Written by Kyle Killen
Directed by Jeffrey Reiner
The second episode of this show establishes how the concept will work on a weekly basis. Detective Britten is going to solve a pair of cases with at least one tie-in between them. There are apparently going to be ongoing revelations about the Britten family that show how they are coping with the loss of one of its members.
All of it would have worked well on its own if the final minutes of the episode were not included. Those minutes were devoted to pursuing an ongoing mystery that arguably wasn’t really necessary. The clues that come from these scenes may provide a concrete explanation for the truth behind the car accident, but will only serve to distract from enjoying the events that are occurring in both realities.
I liked how the show is continuing with the unique way of how Detective Britten deals with the death in his family. He essentially cheats by paying attention to a small detail in one reality and applies it to the other reality. Rex complains about how his clothes smell? Well, Michael finds out in the other reality that Hannah added fabric softener to the laundry loads. Hannah finds that Rex was fixing a motorcycle with a friend of his and it becomes a memento of her lost son. She can’t find common ground with Michael in mourning the loss of Rex because he has the privilege of seeing him within hours by switching realities. She is constantly searching for ways to cope and needs more time than he does to process everything. So the motorcycle fills the void that is slowly forming in their relationship.
In the other reality, Rex is still working on the motorcycle but it’s still being used as a way to lie to his dad. Michael’s condition allows him to see through his son’s lie, and that conversation between the two of them is nicely under-played by both parties. That Rex apparently has a girlfriend and is using the motorcycle to impress her indicates that this is another way for him to mourn his mother’s passing. It’s these kinds of emotional beats and finer details that ring true, and form the heart of the show.
The police procedural cases end one case in a predictable way seen many times before, although the small interlude with the really tall doctor colleague was amusing.

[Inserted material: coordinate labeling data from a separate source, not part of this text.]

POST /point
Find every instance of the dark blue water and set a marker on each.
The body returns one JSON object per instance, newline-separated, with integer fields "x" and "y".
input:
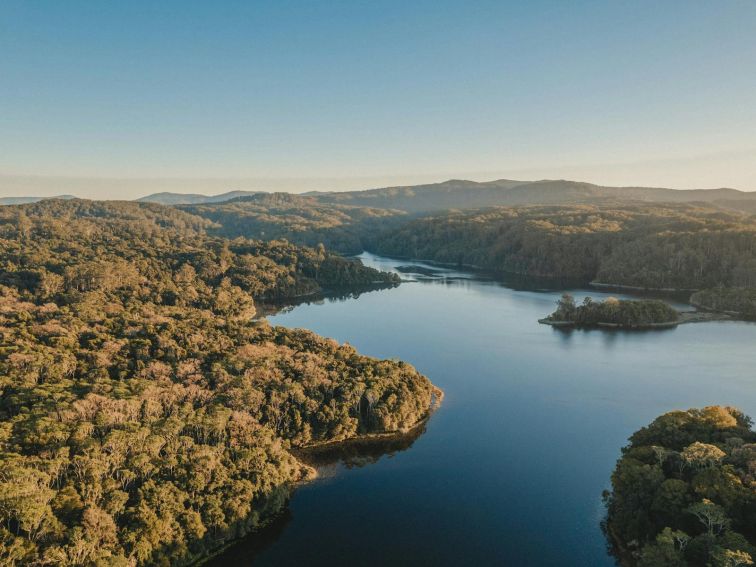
{"x": 510, "y": 470}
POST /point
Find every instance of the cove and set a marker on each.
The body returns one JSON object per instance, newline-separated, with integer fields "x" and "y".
{"x": 510, "y": 469}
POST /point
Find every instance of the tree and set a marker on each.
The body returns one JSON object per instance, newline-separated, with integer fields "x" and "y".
{"x": 712, "y": 516}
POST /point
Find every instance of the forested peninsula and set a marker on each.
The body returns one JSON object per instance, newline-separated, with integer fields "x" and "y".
{"x": 583, "y": 238}
{"x": 145, "y": 417}
{"x": 612, "y": 312}
{"x": 684, "y": 492}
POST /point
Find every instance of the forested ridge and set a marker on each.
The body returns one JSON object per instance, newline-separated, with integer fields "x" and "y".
{"x": 624, "y": 313}
{"x": 300, "y": 219}
{"x": 684, "y": 492}
{"x": 640, "y": 245}
{"x": 145, "y": 419}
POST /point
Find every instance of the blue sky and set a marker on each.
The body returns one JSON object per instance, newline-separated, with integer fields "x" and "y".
{"x": 301, "y": 95}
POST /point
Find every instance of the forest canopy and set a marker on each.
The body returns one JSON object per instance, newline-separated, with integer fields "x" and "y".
{"x": 613, "y": 312}
{"x": 684, "y": 492}
{"x": 145, "y": 418}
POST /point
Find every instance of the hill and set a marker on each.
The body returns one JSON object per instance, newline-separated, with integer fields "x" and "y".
{"x": 168, "y": 198}
{"x": 463, "y": 194}
{"x": 28, "y": 200}
{"x": 460, "y": 194}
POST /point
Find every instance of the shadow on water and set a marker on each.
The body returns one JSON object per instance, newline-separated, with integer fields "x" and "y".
{"x": 327, "y": 459}
{"x": 269, "y": 307}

While the case with the doctor is solved by Britten’s insistence that a “little guy” actually did the poisoning, the case in the other world doesn’t catch quite the same break. Britten and Detective Vega are investigating the homicide of a homeless person who happens to share the same name as the poisoned doctor from the other reality. They wander aimlessly for clues, but outside of the “little guy” description from an admittedly unreliable witness, there aren’t any to go on.
The show is willing to admit that this might be an outcome that crops up from time to time. It could be that Detective Britten’s mind doesn’t know the solution or the solution is kept from him. That could tie neatly into the overall conspiracy angle that is espoused at the end of the episode. Britten’s captain is the one keeping tabs on him and may be keeping him away from the “little guy” clue that puts him too close to the truth.

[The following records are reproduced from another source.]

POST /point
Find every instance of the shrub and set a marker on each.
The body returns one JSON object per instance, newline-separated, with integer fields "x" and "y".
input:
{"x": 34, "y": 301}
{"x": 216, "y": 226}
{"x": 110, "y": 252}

This whole conspiracy angle just mucks up the story, I think. It’s the creator of the show having to put an explanation on what is happening around Britten in case the show was too high-concept for viewers. As if there wasn’t enough on the writers’ plates in developing the police cases and servicing the familial relationships in just one episode. It could tie everything together in the end or blow up in their faces. I wish the scene wasn’t in the episode — still a solid one, in my opinion — but it is, and does drag down the quality of it. If the writers want to go forward with the conspiracy plot, they would be wise to devote a good portion of an episode to it instead of this vague, piecemeal approach.